World War 3: North Korea Submarines a Concern
The United States has detected evidence that North Korea conducted yet another ejection test for a submarine-launched ballistic missile just a couple of days after carrying out its second intercontinental ballistic missile test, dramatically heightening the risk of World War 3.
The North’s SLBM capability, if fully developed, would pose a serious threat because of its mobile nature, along with the country’s rapidly progressing development of an intercontinental ballistic missile capable of striking the U.S. with nuclear weapons.
The ejection test, carried out Sunday, is the third this month and fourth this year, CNN reported, citing an unidentified defense official. That shows the communist nation is working hard to make progress in its SLBM development.
CNN said that land-based and submarine-based missiles are considered two-thirds of what is known as the “Strategic Triad,” a theory that a state must have land, air and sea-based nuclear attack capabilities to successfully deter an enemy from trying to attack it.
An ejection test is designed to see whether a missile can be ejected by high pressure steam out of the launch canister in a submarine and into the air before its engine ignites and takes flight. Sunday’s test took place at the Sinpo shipyard, the North’s main submarine development center, CNN said.
But the current U.S. assessment is that the North’s SLBM program remains in the very early stages, it said.
Earlier this month, CNN also reported citing multiple military officials that the North had sent a diesel-powered Romeo Class sub on an unprecedented patrol and had been outfitting its Gorae Sub with a possible missile launch demonstration tube.
North Korea is likely to conduct an additional ballistic missile launch and its sixth nuclear test following its latest launch of an intercontinental ballistic missile (ICBM), South Korea’s defense ministry said Monday.
“There is a possibility that North Korea is likely to test its nuclear warhead and missile capabilities through a nuclear test with more explosive power,” the Ministry of National Defense said in a report to the National Assembly.

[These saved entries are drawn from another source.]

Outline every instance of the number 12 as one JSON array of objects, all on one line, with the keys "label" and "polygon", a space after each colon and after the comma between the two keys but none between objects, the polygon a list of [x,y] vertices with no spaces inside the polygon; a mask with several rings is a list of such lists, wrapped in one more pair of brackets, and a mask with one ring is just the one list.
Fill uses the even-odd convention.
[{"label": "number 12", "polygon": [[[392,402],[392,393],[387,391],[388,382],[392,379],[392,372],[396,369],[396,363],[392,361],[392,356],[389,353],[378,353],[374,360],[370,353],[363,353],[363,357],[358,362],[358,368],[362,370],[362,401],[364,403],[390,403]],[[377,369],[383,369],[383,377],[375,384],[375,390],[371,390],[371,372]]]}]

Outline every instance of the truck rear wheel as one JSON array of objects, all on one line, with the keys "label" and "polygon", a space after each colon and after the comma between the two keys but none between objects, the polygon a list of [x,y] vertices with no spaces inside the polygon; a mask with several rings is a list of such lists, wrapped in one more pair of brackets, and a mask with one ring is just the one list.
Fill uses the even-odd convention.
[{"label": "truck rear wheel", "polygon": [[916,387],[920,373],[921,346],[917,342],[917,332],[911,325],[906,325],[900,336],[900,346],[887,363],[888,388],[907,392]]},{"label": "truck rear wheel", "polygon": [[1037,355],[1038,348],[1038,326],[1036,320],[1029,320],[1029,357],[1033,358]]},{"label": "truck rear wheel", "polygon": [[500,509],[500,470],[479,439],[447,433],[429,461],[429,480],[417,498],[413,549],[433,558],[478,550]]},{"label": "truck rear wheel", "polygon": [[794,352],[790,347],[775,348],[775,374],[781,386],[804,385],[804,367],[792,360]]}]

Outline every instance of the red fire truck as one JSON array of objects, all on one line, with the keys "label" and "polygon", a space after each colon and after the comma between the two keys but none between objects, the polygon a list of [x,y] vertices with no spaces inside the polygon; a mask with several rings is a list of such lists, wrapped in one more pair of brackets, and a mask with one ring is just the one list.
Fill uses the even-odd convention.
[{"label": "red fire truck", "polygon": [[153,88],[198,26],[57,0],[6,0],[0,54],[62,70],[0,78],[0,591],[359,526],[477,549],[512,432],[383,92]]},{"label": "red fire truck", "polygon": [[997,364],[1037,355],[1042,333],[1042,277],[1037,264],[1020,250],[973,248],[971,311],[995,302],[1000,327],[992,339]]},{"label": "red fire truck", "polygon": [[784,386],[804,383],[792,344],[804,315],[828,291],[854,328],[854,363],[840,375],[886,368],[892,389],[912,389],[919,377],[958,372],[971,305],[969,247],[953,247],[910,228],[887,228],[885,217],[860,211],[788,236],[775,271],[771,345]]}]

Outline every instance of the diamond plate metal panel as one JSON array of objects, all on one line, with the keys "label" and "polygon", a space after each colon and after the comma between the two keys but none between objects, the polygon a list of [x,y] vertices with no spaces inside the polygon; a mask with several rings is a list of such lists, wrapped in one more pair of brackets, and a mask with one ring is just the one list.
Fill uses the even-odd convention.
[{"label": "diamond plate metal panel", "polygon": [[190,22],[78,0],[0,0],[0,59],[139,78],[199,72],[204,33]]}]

The ministry added that the North is ready to carry out another nuclear test at any time at its nuclear explosion site in the northeastern province.
The assessment came as the North claimed the successful launch of another ICBM late Friday following its similar test in early July. Pyongyang insisted that the whole U.S. mainland is within its striking range.
Defense Minister Song Young-moo told lawmakers that it is hard to judge that the North has completed technology to make a nuclear warhead small enough to be mounted on a ballistic missile even if it was a missile with intercontinental range.
“It is too early to say that the latest test was to assess its atmospheric re-entry capability,” he said.
The North claimed that Friday’s test confirmed that the missile has the capacity to guide a warhead into accurately hitting a target with mastered re-entry technology.